Restores

You can restore full virtual machines in place or to a new destination. Restores are supported for both Windows and Linux clients.

Considerations

  • For Azure Resource Manager deployments: You can back up virtual machines configured with Azure unmanaged and managed disks. From these backups, you can restore full virtual machines and restore guest files and folders.

  • You can back up and restore Azure managed disks that are up to 8 TB.

  • For virtual machines deployed in Azure Classic, data recovery to Premium storage accounts is not supported. This restriction applies for replication, VM conversion, and VM restore jobs.

  • Virtual machines (VMs) with encrypted blobs can be protected and fully recovered. However, guest file recovery of these VMs is not currently supported.

  • If a virtual machine is encrypted using Azure Key Vault:

    • Full VM restores are supported per source subscription. However, restores of encrypted VMs to a different subscription are not supported due to an Azure limitation with restoring Key Vault across subscriptions.

    • Restoring to a different region under the same subscription will create a new key vault automatically, and the restore job will complete successfully. For more information, see AZR0002: Out of place VM restore to different region might fail when source VM is encrypted.

    • Keys and secrets are not accessible to subscription users by default when the Key Vault itself is restored. The restore operation will add only the application's service principal in the Key Vault access control as an authorized user. If necessary, the subscription administrator can make changes to these permissions using the Azure portal.

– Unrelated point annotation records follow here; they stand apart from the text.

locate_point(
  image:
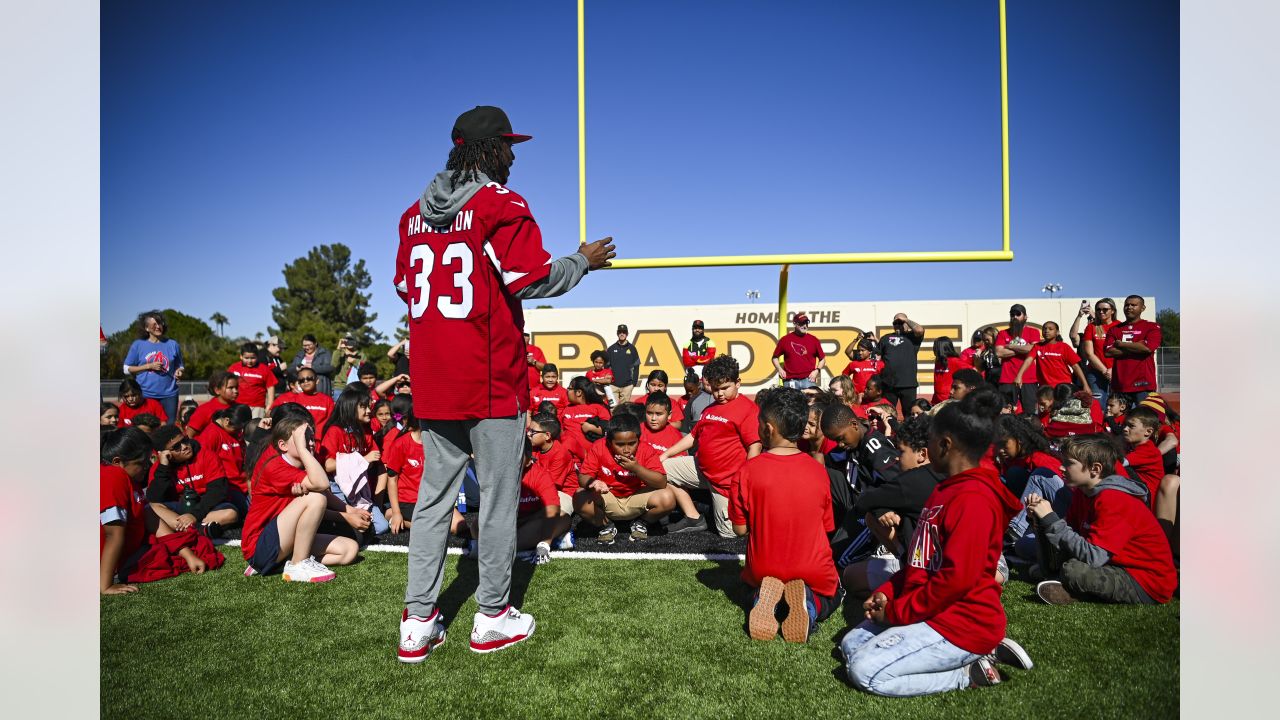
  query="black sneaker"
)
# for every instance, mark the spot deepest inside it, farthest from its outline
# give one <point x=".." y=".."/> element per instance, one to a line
<point x="688" y="524"/>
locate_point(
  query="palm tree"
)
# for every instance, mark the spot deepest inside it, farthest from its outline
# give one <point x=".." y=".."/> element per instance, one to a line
<point x="219" y="319"/>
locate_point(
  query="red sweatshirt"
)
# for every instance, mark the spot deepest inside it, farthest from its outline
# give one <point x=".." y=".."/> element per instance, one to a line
<point x="949" y="578"/>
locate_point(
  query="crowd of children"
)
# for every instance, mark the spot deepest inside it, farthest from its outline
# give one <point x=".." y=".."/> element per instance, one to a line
<point x="919" y="513"/>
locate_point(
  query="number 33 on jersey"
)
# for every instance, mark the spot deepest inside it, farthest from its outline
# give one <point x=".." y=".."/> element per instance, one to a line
<point x="465" y="322"/>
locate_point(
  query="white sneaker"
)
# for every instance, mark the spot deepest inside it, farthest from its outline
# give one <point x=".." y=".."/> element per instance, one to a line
<point x="419" y="636"/>
<point x="504" y="629"/>
<point x="310" y="570"/>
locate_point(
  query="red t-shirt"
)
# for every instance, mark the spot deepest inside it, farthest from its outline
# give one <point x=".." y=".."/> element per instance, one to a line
<point x="571" y="425"/>
<point x="561" y="466"/>
<point x="1010" y="367"/>
<point x="536" y="491"/>
<point x="273" y="491"/>
<point x="600" y="465"/>
<point x="862" y="370"/>
<point x="318" y="404"/>
<point x="1134" y="374"/>
<point x="466" y="324"/>
<point x="557" y="396"/>
<point x="799" y="352"/>
<point x="149" y="405"/>
<point x="942" y="379"/>
<point x="1097" y="335"/>
<point x="1150" y="465"/>
<point x="786" y="502"/>
<point x="205" y="413"/>
<point x="120" y="502"/>
<point x="662" y="440"/>
<point x="723" y="434"/>
<point x="1054" y="363"/>
<point x="254" y="383"/>
<point x="1120" y="524"/>
<point x="229" y="452"/>
<point x="403" y="456"/>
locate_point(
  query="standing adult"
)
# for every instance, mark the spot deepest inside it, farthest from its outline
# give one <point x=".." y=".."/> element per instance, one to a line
<point x="1132" y="345"/>
<point x="900" y="352"/>
<point x="469" y="253"/>
<point x="155" y="361"/>
<point x="798" y="356"/>
<point x="1092" y="343"/>
<point x="1014" y="347"/>
<point x="625" y="363"/>
<point x="318" y="359"/>
<point x="699" y="350"/>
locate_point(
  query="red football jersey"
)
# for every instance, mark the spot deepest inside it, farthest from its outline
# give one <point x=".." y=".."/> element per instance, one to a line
<point x="319" y="404"/>
<point x="558" y="396"/>
<point x="723" y="434"/>
<point x="600" y="465"/>
<point x="254" y="383"/>
<point x="786" y="502"/>
<point x="405" y="458"/>
<point x="1010" y="367"/>
<point x="120" y="502"/>
<point x="1134" y="374"/>
<point x="465" y="322"/>
<point x="1054" y="363"/>
<point x="149" y="405"/>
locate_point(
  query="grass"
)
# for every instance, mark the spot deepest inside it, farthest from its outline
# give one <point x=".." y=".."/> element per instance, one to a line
<point x="615" y="638"/>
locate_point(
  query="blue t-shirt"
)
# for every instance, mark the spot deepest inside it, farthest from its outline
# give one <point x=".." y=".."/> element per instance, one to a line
<point x="156" y="383"/>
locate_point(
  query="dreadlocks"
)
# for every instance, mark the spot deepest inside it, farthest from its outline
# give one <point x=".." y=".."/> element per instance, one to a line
<point x="483" y="155"/>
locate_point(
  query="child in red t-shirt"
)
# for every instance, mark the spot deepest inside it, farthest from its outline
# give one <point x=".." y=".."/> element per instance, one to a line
<point x="225" y="390"/>
<point x="942" y="609"/>
<point x="727" y="436"/>
<point x="622" y="479"/>
<point x="1110" y="547"/>
<point x="289" y="497"/>
<point x="782" y="502"/>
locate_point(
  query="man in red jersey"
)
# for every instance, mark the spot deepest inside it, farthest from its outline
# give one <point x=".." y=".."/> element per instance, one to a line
<point x="469" y="253"/>
<point x="1133" y="346"/>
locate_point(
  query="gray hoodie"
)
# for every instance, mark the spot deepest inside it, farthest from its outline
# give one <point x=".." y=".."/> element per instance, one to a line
<point x="442" y="201"/>
<point x="1072" y="543"/>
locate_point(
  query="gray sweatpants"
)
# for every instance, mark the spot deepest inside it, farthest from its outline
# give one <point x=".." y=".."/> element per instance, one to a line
<point x="498" y="445"/>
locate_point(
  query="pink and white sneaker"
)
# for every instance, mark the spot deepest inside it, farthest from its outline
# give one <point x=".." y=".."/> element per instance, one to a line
<point x="420" y="636"/>
<point x="504" y="629"/>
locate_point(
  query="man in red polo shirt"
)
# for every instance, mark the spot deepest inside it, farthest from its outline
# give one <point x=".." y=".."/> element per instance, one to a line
<point x="801" y="356"/>
<point x="1133" y="346"/>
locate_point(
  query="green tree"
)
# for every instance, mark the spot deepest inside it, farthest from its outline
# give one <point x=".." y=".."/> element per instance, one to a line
<point x="1170" y="322"/>
<point x="219" y="319"/>
<point x="324" y="295"/>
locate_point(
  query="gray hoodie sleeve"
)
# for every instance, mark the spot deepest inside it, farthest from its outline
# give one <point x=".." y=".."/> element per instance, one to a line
<point x="1072" y="543"/>
<point x="565" y="274"/>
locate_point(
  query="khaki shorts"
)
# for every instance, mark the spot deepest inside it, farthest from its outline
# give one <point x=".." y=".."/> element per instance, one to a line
<point x="684" y="473"/>
<point x="630" y="507"/>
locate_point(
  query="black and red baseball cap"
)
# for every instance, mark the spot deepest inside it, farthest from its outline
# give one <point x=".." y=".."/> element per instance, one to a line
<point x="483" y="122"/>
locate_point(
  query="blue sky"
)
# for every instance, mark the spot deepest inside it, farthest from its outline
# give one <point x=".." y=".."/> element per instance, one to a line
<point x="236" y="136"/>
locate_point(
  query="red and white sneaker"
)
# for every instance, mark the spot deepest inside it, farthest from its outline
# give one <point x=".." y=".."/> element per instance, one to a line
<point x="309" y="570"/>
<point x="420" y="636"/>
<point x="504" y="629"/>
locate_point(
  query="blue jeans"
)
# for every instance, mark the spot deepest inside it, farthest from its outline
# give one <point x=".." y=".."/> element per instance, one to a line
<point x="904" y="660"/>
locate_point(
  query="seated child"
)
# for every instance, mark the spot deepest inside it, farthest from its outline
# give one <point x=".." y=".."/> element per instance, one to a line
<point x="942" y="610"/>
<point x="1110" y="547"/>
<point x="288" y="501"/>
<point x="892" y="509"/>
<point x="782" y="504"/>
<point x="622" y="479"/>
<point x="538" y="519"/>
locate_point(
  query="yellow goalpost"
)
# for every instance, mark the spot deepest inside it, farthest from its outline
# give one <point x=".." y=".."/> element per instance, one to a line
<point x="786" y="260"/>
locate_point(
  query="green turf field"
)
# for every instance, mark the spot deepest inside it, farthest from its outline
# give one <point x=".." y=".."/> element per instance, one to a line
<point x="615" y="639"/>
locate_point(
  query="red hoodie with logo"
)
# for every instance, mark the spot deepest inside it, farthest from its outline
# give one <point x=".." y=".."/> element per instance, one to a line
<point x="947" y="578"/>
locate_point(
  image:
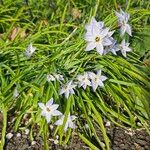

    • Microsoft restrictions for virtual machines encrypted using Azure Key Vault also apply to encrypted Azure virtual machines in your Commcell environment for restoring your virtual machine and Key Vault. For more information, see Azure Key Vault.

    • For VMs encrypted with customer-managed encryption keys, full VM restores complete successfully; however, for full VM restores from streaming backups, the customer-managed encryption key settings or disk encryption sets (DES) are not applied to the destination VM. You must manually apply the DES settings to the destination VM. For more information, see Configuring Disk Encryption Sets on Destination VM.

Restore Process

A full VM restore operation includes the following stages:

  1. Engage the Virtual Server file system driver.

  2. For an in-place restore, delete the existing VM.

  3. Mount VM disks.

  4. Write data from library.

    • For an in-place restore, recreate the VM using VM disk data and the JSON configuration file for the VM.

    • For VMs that include Azure managed disks, the restore operation creates an unmanaged VM using a staging account, and then converts the unmanaged VM to an Azure managed VM.

    • For an out-of-place restore, create a new VM using the destination information specified for the restore (such as the ARM model name, resource group, subscription, VM size, and storage account).

  5. If a network security group was specified for the source VM, configure the same security group for the restored VM.

    If no security group was specified for the source VM, you can add a security group to the destination VM after the restore operation completes.